In a first preferred embodiment, the final composition of the feedstock mixture comprises the following ingredients:

In a second preferred embodiment of the invention, the dried raw material granules obtained at the end of step b) have a size range of from 5 to 18 mm. More preferably, the dry raw material granules obtained at the end of step b) have a size of 10 to 12.5 mm.

In a third preferred embodiment, the raw material particles obtained in step b) are burned in a vertical furnace RUL at a temperature in the range of from 1000 ° C to 1400 ° C. More preferably, the raw material particles obtained in the step b) are burned in a vertical furnace RUL at a temperature ranging from 1000 ° C to 1100 ° C.

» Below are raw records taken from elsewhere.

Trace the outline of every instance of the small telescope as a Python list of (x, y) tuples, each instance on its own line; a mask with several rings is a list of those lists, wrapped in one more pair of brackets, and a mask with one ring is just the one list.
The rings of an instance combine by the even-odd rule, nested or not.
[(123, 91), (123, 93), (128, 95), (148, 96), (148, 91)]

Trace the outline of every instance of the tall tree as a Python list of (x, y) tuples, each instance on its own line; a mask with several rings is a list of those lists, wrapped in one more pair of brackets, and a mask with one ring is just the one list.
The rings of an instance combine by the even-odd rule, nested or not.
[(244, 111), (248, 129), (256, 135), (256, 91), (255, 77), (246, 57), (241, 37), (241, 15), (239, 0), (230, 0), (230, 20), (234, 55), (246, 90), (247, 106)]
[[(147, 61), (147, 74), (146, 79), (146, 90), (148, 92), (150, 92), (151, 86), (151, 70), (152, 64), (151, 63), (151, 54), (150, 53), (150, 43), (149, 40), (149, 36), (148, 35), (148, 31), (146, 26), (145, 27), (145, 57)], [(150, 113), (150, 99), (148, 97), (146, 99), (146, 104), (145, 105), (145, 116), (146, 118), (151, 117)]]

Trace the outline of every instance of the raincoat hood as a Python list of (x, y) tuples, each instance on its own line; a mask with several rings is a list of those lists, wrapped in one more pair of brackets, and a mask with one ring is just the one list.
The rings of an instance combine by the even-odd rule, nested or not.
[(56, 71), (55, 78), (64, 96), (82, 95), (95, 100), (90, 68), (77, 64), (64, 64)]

The reducing step d) consists in subjecting the fired granules obtained from step c) to the ISO 11257 mode reducing conditions, as follows:

One advantage of the present invention is the addition of metallic Ni powder to improve the reducibility of the iron ore.

references

1. S.E. Khafalla and P.L. Weston, Jr.; Promoters for Carbon Of AIME; pgs. 1484 a 1499, Vol. 239; October 1967.

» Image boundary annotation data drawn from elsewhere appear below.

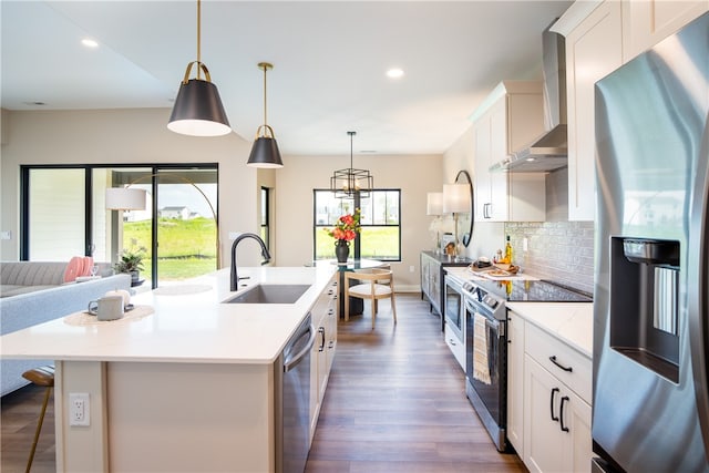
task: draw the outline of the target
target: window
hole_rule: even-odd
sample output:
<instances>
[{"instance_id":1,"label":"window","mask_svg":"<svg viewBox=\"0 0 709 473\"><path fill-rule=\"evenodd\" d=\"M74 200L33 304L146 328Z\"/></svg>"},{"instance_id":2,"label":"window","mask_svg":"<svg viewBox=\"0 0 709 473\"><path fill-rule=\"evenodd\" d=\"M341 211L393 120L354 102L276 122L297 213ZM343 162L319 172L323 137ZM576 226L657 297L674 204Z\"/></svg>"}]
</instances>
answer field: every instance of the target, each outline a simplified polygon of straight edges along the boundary
<instances>
[{"instance_id":1,"label":"window","mask_svg":"<svg viewBox=\"0 0 709 473\"><path fill-rule=\"evenodd\" d=\"M314 191L314 257L335 258L335 241L325 229L332 228L337 219L362 210L362 233L354 240L352 256L386 261L401 260L401 191L371 191L369 198L337 198L327 189Z\"/></svg>"}]
</instances>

2. UF Chinje e JHE Jueffes; Effects of chemical composition of iron oxides on their rates of reduction: Part 1 Effect of trivalent metal oxides on reduction of hematite to lower iron oxides; Iromaking and Steelmaking; Pgs. 90 a 95; Vol. 16 ; No 2, 1989.

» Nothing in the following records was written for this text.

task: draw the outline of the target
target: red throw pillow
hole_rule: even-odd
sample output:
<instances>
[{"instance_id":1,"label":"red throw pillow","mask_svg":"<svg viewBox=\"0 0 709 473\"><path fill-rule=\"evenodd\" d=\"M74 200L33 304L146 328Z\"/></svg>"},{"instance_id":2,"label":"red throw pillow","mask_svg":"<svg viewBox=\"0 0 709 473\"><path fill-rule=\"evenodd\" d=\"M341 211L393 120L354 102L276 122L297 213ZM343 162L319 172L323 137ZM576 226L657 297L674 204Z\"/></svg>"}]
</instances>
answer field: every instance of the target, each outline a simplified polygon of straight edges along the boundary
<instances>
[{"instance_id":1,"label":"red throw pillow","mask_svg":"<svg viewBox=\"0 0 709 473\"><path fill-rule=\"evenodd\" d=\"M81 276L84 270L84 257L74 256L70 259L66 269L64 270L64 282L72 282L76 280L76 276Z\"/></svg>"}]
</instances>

3. El-Geassy et al. Effect of nickel oxide dopping on the kinetics and mechanism of iron oxide reduction; ISIJ International; pgs. 1043 a 1049; Vol. 35; No9, 1995.

Claims (3)

A method for improving the reductibility of iron ore particles, comprising the steps of: a) preparing a raw material mixture, wherein the mixture comprises: i. any kind of iron ore fines; ii. adding a total mass of 0.4 to 0.7% bentonite/mixture; Iii. Add 1.00 to 5.00% limestone/mixture total mass; iv. Add 0.025 to 0.100% Ni/total mass of any source mixture; v. Add 0.025 to 0.100% Fe/mixture total mass; b) Add water And granulating the mixture obtained at the end of step a) in a granulation tray; and c) burning the raw material particles obtained in step b) in a furnace under oxidation conditions and at a temperature ranging from 1000 ° C to 1400 ° C; d) in the presence of a reducing CH from step c under reducing _{conditions. 4)} to obtain the fired pellets. The method of claim 1, wherein the final composition of the raw material mixture comprises the following ingredients: The method of claim 1 or 2, wherein the raw material particles obtained from the step b) are combusted in a vertical furnace RUL at a temperature ranging from 1000 ° C to 1100 ° C.